До тех пор я считал, что, если так называемые взрослые разумные люди кидаются друг на друга, значит, на то есть серьезные причины, потому что драка — дело ясное, и тот, кого противник втопчет в грязь, должен пенять только на себя. Но сейчас что-то было не то. По традиции во всех фильмах (до того, как у нас ввели военное положение, нам привозили их дважды в году, и все наше селение ожидало этого события с большим нетерпением) Тарзан или Чарли Чаплин в конце концов одерживали победу, сколь значительно ни превосходил бы их противник численно. Так сказать, одной левой. Их противники (если это были противники Тарзана, они явно нуждались в туалетном мыле, а если Чаплина — все, как один, аморальные субъекты с нечистыми намерениями), можно сказать, гибли или были повергнуты еще до того, как начиналась схватка. Мы это знали наперед, и все же каждый раз после двух часов великолепных драк и жутких убийств награждали Тарзана громкими деревенскими аплодисментами, разочарованные лишь тем, что все-таки так мало убили черных дикарей. «Но это же фильм», — говорили мы.

Однако сейчас не любимец Тарзан стряхивал с дерева дикарей, и не на экране, а средь бела дня. Сапожник снова отбил атаку стражников, но всем своим видом он будто с горечью говорил, что он вовсе не герой, а самый что ни на есть обыкновенный человек. Молча принимал он восхищенные взгляды деревенских — те столпились, чтобы поддержать смельчака, поскольку это вождь, а не они открыл пришельца и тем самым лишил их привилегии «предварительного допроса». Туалетное мыло выпало у меня из рук.

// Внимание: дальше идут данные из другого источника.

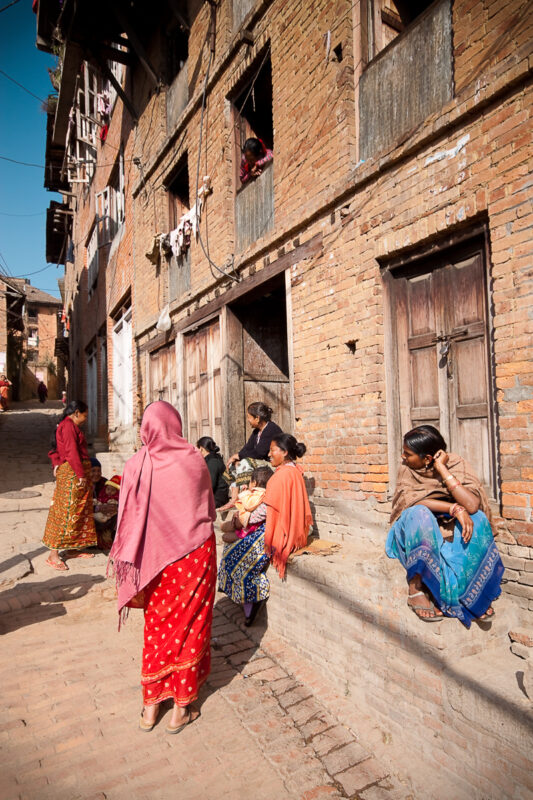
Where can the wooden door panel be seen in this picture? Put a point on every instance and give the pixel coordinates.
(202, 383)
(421, 306)
(465, 281)
(424, 385)
(469, 371)
(472, 439)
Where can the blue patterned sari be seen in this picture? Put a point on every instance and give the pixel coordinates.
(463, 579)
(242, 571)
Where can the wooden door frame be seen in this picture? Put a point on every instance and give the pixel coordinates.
(410, 259)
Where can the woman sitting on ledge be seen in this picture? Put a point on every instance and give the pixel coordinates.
(457, 574)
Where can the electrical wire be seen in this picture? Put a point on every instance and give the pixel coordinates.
(233, 277)
(7, 214)
(13, 3)
(21, 86)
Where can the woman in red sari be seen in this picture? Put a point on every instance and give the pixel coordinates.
(70, 523)
(164, 557)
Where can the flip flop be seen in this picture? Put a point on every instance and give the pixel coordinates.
(178, 729)
(81, 555)
(433, 618)
(59, 565)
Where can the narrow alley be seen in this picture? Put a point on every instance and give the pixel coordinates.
(71, 683)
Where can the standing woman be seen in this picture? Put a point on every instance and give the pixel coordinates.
(164, 557)
(289, 516)
(255, 451)
(70, 523)
(4, 392)
(441, 533)
(215, 464)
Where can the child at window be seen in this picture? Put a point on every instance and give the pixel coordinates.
(255, 157)
(251, 510)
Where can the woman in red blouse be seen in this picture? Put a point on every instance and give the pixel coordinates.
(70, 523)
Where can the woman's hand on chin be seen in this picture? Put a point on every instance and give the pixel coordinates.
(440, 460)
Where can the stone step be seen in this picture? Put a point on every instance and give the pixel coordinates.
(447, 696)
(113, 461)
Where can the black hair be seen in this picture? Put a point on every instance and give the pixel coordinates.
(424, 440)
(288, 443)
(208, 444)
(254, 146)
(260, 410)
(261, 476)
(71, 408)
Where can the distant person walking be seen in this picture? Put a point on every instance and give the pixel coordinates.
(164, 558)
(70, 523)
(4, 392)
(42, 391)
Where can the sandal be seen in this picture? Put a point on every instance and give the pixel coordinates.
(60, 565)
(146, 726)
(79, 555)
(191, 717)
(433, 616)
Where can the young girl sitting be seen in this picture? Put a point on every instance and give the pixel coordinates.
(251, 510)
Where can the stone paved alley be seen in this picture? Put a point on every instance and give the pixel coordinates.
(71, 682)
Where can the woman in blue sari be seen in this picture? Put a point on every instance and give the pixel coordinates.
(441, 533)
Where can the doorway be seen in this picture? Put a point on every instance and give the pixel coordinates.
(259, 344)
(441, 368)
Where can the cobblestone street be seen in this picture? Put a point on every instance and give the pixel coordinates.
(71, 683)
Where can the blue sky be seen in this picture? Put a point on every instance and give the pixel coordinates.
(23, 137)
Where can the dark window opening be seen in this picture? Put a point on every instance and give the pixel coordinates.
(253, 108)
(178, 193)
(387, 19)
(177, 51)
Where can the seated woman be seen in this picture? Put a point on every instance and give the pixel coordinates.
(251, 509)
(458, 573)
(215, 464)
(255, 452)
(242, 571)
(255, 157)
(289, 518)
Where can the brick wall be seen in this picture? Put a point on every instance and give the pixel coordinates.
(467, 164)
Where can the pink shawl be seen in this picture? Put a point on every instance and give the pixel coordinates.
(166, 506)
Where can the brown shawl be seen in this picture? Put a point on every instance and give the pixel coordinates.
(413, 486)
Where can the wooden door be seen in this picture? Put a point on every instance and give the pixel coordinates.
(442, 366)
(202, 352)
(163, 385)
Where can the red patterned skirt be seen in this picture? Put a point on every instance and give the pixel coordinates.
(70, 523)
(178, 612)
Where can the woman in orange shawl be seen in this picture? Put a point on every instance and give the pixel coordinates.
(289, 514)
(441, 533)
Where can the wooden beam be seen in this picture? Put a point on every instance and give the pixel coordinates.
(114, 54)
(102, 63)
(306, 250)
(179, 16)
(135, 42)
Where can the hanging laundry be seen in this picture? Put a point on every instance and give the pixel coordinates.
(103, 103)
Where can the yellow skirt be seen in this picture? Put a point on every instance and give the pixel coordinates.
(70, 523)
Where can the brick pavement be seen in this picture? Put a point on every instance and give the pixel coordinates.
(72, 696)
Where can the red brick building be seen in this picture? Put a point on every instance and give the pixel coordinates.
(376, 275)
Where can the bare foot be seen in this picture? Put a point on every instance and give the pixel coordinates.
(150, 714)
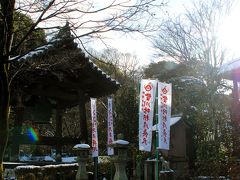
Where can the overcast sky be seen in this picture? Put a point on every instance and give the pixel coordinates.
(229, 35)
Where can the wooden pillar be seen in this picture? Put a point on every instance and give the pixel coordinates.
(59, 113)
(82, 115)
(235, 116)
(17, 130)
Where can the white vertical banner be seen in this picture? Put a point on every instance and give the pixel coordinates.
(164, 114)
(110, 150)
(94, 128)
(146, 110)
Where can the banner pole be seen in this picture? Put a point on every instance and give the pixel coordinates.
(156, 140)
(95, 168)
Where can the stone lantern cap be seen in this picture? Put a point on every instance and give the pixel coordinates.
(81, 146)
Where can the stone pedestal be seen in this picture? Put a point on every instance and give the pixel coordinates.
(82, 151)
(120, 159)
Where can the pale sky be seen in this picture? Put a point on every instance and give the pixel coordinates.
(229, 35)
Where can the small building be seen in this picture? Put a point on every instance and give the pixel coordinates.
(55, 77)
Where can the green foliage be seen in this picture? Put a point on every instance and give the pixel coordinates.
(198, 96)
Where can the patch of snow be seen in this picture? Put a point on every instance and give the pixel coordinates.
(36, 51)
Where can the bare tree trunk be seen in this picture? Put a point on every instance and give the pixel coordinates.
(4, 110)
(6, 29)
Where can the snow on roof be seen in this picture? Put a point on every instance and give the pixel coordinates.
(188, 79)
(173, 121)
(33, 53)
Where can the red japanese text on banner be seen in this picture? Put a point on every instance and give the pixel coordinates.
(94, 128)
(146, 110)
(110, 150)
(164, 114)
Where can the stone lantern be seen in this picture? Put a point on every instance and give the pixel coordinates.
(120, 159)
(82, 151)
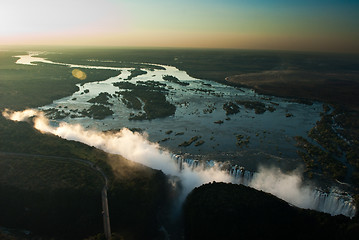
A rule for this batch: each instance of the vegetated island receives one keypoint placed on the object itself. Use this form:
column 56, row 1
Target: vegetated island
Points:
column 152, row 94
column 174, row 80
column 231, row 211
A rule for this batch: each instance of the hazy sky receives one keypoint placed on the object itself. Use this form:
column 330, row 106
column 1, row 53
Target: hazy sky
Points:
column 319, row 25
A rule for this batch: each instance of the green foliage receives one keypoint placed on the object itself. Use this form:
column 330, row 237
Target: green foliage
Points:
column 102, row 98
column 258, row 107
column 24, row 86
column 135, row 73
column 230, row 211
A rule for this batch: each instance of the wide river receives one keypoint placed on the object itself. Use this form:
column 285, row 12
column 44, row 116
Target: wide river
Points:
column 198, row 106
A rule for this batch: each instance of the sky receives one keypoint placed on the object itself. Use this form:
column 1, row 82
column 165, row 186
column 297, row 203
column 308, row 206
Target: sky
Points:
column 305, row 25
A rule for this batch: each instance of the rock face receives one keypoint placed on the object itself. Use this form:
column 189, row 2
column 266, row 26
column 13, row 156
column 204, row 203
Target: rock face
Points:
column 229, row 211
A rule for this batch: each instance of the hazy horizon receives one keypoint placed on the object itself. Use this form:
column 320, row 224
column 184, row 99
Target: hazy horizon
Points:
column 320, row 26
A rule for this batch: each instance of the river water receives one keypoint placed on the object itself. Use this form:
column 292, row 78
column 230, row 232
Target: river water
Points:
column 198, row 106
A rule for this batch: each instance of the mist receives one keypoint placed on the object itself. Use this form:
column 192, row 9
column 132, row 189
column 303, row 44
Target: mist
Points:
column 136, row 147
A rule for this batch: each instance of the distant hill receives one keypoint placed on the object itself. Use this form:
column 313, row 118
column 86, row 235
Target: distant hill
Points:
column 229, row 211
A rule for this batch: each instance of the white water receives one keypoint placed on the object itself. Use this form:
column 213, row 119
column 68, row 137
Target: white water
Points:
column 138, row 148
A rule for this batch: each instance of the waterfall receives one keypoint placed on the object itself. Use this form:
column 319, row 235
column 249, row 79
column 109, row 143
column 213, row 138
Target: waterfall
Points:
column 334, row 201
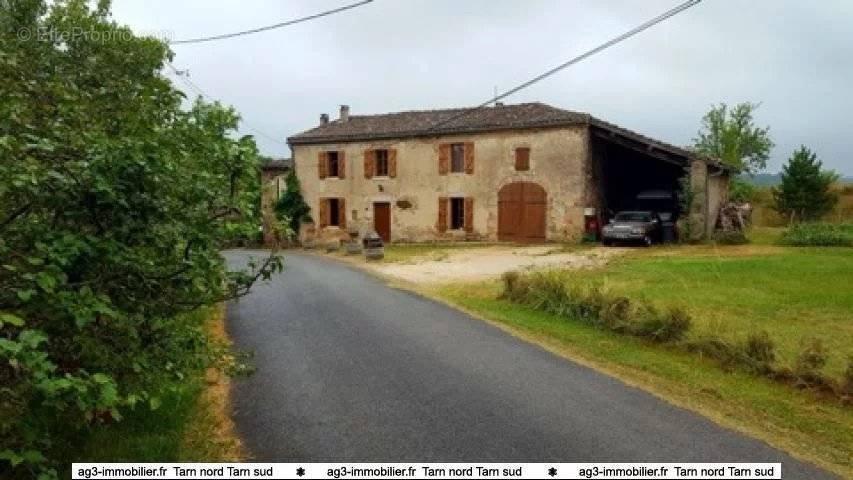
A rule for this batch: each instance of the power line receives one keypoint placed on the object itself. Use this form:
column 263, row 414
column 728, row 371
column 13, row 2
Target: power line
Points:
column 192, row 85
column 630, row 33
column 269, row 27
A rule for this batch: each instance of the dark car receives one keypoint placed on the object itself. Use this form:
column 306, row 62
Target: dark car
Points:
column 634, row 226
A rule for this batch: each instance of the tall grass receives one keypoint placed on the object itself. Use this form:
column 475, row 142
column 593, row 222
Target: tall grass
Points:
column 818, row 235
column 550, row 292
column 553, row 292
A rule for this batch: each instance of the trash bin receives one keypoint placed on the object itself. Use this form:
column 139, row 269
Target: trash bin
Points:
column 374, row 249
column 667, row 225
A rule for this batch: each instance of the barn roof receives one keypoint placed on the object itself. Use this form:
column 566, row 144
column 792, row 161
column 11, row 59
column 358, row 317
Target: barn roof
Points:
column 456, row 121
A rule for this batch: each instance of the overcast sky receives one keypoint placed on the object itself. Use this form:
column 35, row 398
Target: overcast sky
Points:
column 794, row 57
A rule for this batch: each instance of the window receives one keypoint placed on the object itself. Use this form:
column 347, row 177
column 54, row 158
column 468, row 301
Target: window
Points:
column 334, row 212
column 381, row 163
column 457, row 157
column 522, row 159
column 457, row 213
column 332, row 164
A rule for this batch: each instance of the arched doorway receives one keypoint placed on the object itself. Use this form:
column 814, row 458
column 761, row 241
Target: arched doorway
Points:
column 521, row 212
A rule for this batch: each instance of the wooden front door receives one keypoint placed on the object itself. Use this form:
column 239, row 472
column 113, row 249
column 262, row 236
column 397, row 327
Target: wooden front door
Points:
column 521, row 212
column 382, row 220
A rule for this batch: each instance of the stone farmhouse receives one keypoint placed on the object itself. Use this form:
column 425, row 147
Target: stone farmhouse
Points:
column 524, row 173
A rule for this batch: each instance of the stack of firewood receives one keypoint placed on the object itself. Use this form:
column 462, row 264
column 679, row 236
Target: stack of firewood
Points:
column 734, row 217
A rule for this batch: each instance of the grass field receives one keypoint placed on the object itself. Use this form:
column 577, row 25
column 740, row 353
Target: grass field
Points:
column 792, row 293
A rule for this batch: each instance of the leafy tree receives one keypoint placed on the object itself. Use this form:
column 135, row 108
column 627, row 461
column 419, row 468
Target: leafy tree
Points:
column 291, row 206
column 730, row 135
column 113, row 203
column 804, row 191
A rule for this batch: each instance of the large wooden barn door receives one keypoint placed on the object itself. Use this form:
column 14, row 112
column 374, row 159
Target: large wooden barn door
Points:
column 521, row 212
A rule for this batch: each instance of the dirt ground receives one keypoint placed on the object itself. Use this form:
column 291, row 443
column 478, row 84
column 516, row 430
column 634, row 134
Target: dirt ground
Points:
column 489, row 262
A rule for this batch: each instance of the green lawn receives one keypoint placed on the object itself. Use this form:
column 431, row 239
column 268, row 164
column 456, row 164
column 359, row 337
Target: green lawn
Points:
column 792, row 293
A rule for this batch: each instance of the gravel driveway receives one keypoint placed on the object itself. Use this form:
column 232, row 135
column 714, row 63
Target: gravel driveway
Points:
column 486, row 262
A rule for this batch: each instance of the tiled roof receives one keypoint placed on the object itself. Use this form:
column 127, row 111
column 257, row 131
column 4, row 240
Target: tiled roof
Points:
column 451, row 121
column 439, row 122
column 277, row 164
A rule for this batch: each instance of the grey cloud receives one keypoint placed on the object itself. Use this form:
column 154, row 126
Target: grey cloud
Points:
column 794, row 57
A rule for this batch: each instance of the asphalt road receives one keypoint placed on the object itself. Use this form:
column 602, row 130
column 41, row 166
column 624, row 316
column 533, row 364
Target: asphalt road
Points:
column 349, row 369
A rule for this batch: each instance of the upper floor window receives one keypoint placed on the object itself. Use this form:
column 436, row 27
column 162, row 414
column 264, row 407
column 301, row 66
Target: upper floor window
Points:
column 334, row 210
column 332, row 164
column 381, row 163
column 457, row 213
column 457, row 157
column 522, row 159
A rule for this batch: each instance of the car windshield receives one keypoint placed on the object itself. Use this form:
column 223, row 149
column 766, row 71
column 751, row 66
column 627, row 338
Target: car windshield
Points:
column 633, row 217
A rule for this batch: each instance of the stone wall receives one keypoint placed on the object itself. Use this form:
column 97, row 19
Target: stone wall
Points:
column 558, row 159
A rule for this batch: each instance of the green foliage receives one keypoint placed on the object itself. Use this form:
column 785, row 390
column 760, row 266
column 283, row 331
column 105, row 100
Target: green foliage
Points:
column 730, row 135
column 114, row 201
column 818, row 235
column 550, row 292
column 291, row 207
column 741, row 190
column 686, row 197
column 805, row 191
column 809, row 364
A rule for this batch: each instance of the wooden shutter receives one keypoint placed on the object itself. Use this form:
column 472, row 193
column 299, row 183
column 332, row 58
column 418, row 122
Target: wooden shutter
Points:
column 321, row 165
column 469, row 157
column 443, row 158
column 441, row 224
column 369, row 162
column 469, row 214
column 342, row 213
column 392, row 162
column 324, row 213
column 522, row 158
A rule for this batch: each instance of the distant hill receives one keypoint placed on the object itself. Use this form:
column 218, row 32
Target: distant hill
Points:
column 769, row 179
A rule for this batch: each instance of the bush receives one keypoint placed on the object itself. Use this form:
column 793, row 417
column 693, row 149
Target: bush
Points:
column 730, row 238
column 723, row 352
column 809, row 363
column 550, row 292
column 818, row 235
column 115, row 200
column 741, row 190
column 661, row 326
column 759, row 351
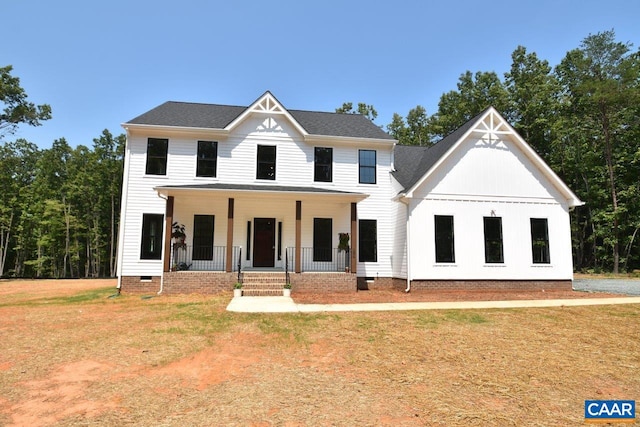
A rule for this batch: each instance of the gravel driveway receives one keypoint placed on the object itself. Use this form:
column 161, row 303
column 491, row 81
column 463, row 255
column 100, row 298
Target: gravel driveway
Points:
column 612, row 286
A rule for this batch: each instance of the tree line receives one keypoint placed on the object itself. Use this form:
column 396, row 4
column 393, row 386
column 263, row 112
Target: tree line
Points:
column 59, row 207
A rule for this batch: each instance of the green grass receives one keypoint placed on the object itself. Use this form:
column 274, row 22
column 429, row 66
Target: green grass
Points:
column 94, row 295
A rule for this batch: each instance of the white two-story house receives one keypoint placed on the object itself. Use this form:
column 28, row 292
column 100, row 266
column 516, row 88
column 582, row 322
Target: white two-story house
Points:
column 330, row 202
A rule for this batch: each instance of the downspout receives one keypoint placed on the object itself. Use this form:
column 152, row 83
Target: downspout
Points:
column 123, row 210
column 162, row 257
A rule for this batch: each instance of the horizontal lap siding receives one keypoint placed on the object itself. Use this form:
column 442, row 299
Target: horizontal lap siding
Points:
column 236, row 163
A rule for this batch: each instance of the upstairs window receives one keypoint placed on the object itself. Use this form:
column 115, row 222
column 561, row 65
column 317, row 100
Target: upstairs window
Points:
column 493, row 240
column 540, row 241
column 367, row 166
column 368, row 240
column 323, row 164
column 203, row 237
column 266, row 168
column 207, row 159
column 322, row 239
column 151, row 246
column 445, row 251
column 156, row 156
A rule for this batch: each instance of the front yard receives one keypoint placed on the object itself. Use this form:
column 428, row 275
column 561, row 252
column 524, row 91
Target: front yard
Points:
column 74, row 354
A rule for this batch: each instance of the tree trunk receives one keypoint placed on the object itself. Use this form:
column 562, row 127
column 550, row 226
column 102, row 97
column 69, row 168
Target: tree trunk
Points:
column 612, row 183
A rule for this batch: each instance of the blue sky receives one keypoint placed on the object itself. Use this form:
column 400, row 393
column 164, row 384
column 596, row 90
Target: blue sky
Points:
column 101, row 63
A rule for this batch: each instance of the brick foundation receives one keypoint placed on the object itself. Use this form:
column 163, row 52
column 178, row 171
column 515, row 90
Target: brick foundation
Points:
column 323, row 282
column 198, row 282
column 485, row 285
column 136, row 285
column 182, row 282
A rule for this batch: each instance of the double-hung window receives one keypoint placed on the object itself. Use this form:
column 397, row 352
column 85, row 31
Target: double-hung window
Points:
column 367, row 166
column 151, row 246
column 445, row 250
column 540, row 241
column 156, row 156
column 207, row 159
column 493, row 253
column 323, row 161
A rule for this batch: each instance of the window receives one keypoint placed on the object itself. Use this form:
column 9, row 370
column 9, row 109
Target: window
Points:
column 156, row 156
column 540, row 241
column 207, row 158
column 323, row 164
column 367, row 162
column 266, row 162
column 444, row 238
column 151, row 246
column 493, row 240
column 203, row 237
column 368, row 240
column 322, row 239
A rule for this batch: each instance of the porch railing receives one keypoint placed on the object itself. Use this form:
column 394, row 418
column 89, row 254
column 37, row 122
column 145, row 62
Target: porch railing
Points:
column 315, row 259
column 185, row 257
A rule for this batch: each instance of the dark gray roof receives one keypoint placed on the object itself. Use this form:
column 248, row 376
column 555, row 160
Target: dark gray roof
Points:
column 263, row 187
column 413, row 162
column 185, row 114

Когда сапожник швырнул оземь второго и третьего стражников, я понял, что вождь пошлет за подмогой. Похоже было, что он и сам получал удовольствие, хотя и делал сердитое лицо на виду у стольких зрителей. А я гадал, что же будет со святым отцом, если придет и его очередь вступить в бой. «Арестовать! Арестовать!» Подлое это было дело. Оно напомнило мне, как подрались два моих дяди, когда еще мы жили все вместе. Не помню, из-за чего они тогда поссорились. Только они вдруг сцепились и покатились клубком по земле, а потом один схватил другого за горло и заставил его есть землю. Тот ел, кашляя и задыхаясь. Когда жены разняли их, оба кинулись в свои хижины. Нгиги — он вечно приставал к людям, видно, брал пример с правительства — выскочил с луком и отравленными стрелами в руках, а Каиру вынес дубину и щит, чтобы защититься от этого бандита. Оба тряслись от страха, но хорохорились из последних сил перед женами. Дубинка не годилась, и Каиру снова помчался в хижину. Бандит помчался за ним по пятам, но тут же пустился наутек, потому что Каиру выскочил с самодельным ружьем в руках, а его жена сказала, что он, мол, тоже не дурак, соображает что к чему. Мы, ребятишки, чуть себе ноги не переломали и не вывернули глаза, кидаясь то к одной хижине, то к другой. Но тут прибыли охранники. Каиру был отправлен в лагерь в Маньяни как закоренелый террорист, державший подпольный склад оружия. Там он умер — от «сердечного приступа», — и среди вещей, которые вернули осиротевшей семье, была пара башмаков разного цвета.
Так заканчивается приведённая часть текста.